I recently discovered extprot. extprot is a "long-term binary encoding for cross-language communication and long-term serialization". In short, this is a protocol that can be used to encode messages between two different computers, similarly as ONC-RPC, XMP-RPC, ANS.1, Corba, Java RMI, SOAP or Google's Protocol Buffers, amongst others. And of course, extprot is Free software under MIT license.

extprot has interesting properties:

  • it is extensible: one can add new data types without breaking compatibilities with previous version of the encoding;
  • it is descriptive: one describes the message format and a compiler produces encoding and decoding code for a specific programming language;
  • it is self-delimiting: each message or part of a message has its own length, allowing to skip it if not needed or unknown to the decoder;
  • it is self-describing: each part of a message contains a basic type, allowing to decode the message even if the overall message description is unknown.

Overall, I found the description and rationale behind extprot quite interesting. I share the same views as Mauricio Fernández, extprot's author, regarding the compactness and efficiency of binary protocols compared to textual ones, like XML-RPC or SOAP. Having used ONC-RPC in a project of my own, the descriptive aspect is quite useful and I have experimentally verified that a binary encoding is much more network efficient than a textual one. Compared to ONC-RPC, extprot adds the self-describing aspect and support certain data types specific to OCaml, like Sum types or Polymorphic types.

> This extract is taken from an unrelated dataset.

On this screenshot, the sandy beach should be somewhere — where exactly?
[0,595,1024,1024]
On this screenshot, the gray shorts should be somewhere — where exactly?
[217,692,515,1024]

However, extprot is a non-standard, proprietary protocol.

After looking at the binary encoding of the protocol, I made a few observations:

  1. The wire_type within the prefix of each piece of data is encoded over 4 bits, 16 values. 10 values are already used, leaving only 6 left, not accounting the use of the least significant bit. I would suggest to use a bit larger encoding, over 5 or 6 bits;
  2. In the encoding of signed integer with vints, the 63rd bit is put in zero position, in fact limiting values to 64 bits. It might be better to allow encoding of 128 bits or more integers in the future;
  3. The endianess of Bits32 and Bits64_long integers is not specified;
  4. There are no unsigned integer for 32 and 64 bits integer. They are necessary so as not to loose the semantics of those integers, even if one could encode them as vints;
  5. There are no 32 bits floats.

I'm not sure of the rationale behind the current scheme, except it is very OCaml oriented (which is not a bad point for me ;-). In light of those remarks, I would suggest following modifications:

  • Drop Bits32 and Bits64_long types and encode all integers (except 8 bits and booleans) as vints, so as to simplify the encoding. As a side effect, there is no need to specify the endianess of integers;
  • Increase the wire_type size to 6 bits (64 values);
  • Introduce vints tags for signed_int32, unsigned_int32, signed_int64, unsigned_int64. It might impact performance a little but I'm pretty sure the overhead is negligible on modern processor with carefully craft code;
  • The encoding/decoding of signed vints depends on the tag value, so that we have (n >> 63) for signed_64bits, (n >> 31) for signed_32bits, etc.;
  • Eventually, introduce float_32bits, even if I don't see how they could be mapped on OCaml's 64 bits floats.

extprot is an interesting proposal, with the (relative) simplicity and efficiency of binary encoding of ONC-RPC, with the added bonus of being self-describing as XML based protocols like XML-RPC or SOAP. However, extprot is not a standard, limiting its attractiveness compared to other protocols like ASN.1 or Corba.

A real comparison of those different protocols would be quite interesting, but this is too much work for this simple blog entry.